New guidelines for dredge plume modelling are currently being developed by the Commonwealth Scientific and Industrial Research Organisation (CSIRO) in partnership with the Western Australian Marine Science Institution (WAMSI).
Dredging activities form part of many coastal developments in Australia, ranging from small maintenance activities to large scale dredging campaigns which involve the removal of large amounts of sediment.
Some of the dredged sediment can be stirred up in the sea water surrounding the dredger and the smaller sediment particles can be driven considerable distances by marine currents before settling onto the seabed.
These clouds of suspended sediment are referred to as dredge plumes.
According to WAMSI, many dredge campaigns are conducted near sensitive marine ecological receptors (e.g. corals) and as such are subject to Environmental Impact Assessments (EIAs).
As part of the EIA process, potential impacts of dredge plumes on benthic communities and habitats are evaluated using the output of dredge plume models which are then compared to ecological thresholds.

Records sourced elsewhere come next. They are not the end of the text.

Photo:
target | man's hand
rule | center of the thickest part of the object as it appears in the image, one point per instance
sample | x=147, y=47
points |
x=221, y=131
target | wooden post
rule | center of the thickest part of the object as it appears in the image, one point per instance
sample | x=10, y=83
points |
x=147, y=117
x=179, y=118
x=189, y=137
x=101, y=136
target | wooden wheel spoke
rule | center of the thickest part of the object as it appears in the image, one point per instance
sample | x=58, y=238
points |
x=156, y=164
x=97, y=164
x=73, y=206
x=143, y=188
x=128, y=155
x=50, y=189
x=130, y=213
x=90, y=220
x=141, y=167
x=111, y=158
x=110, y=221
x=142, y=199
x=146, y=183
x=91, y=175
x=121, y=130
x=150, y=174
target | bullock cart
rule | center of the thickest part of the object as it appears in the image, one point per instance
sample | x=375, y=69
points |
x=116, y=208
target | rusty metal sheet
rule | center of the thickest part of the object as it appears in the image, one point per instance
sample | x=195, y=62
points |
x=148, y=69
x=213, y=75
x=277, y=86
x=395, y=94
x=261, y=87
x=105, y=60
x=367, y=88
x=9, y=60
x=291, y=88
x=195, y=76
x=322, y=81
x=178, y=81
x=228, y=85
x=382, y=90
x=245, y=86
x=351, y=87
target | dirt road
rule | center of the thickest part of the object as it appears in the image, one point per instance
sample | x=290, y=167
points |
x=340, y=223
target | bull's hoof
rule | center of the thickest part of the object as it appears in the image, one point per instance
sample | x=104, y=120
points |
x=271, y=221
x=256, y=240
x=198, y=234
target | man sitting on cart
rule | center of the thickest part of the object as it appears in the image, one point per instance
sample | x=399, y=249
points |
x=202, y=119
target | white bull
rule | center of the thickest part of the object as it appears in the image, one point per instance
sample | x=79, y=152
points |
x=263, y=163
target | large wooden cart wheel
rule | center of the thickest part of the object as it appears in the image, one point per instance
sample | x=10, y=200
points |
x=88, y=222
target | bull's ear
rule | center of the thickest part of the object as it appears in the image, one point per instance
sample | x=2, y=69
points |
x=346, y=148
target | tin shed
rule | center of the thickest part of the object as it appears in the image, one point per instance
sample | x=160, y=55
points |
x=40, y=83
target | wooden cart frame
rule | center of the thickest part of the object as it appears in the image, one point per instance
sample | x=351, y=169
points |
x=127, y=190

A challenge for regulators and proponents has been a lack of consistency in the approaches taken in setting up and executing the models, given there has been a lack of suitable protocol or standards to follow, said WAMSI.
Practical modelling guidelines
With funding support from the WAMSI Dredging Science Node, CSIRO is leading the development of a practical guideline for dredge modelling practitioners and environmental regulators.
The guideline focuses on establishing a consistent and sound approach to the modelling of dredge plumes for predicting the pressure fields of suspended sediments when seeking EIA approval.
According to WAMSI, this will help improve the quality and robustness predictions made by proponents through the provision of recommendations on modelling strategies and addressing specific issues around modelling, including source term estimation, 2D versus 3D modelling, ambient sediment dynamics, baseline data collection, and reporting of model parameters and data.
The increased confidence should lead to a reduction in the monitoring and management burden required by regulators.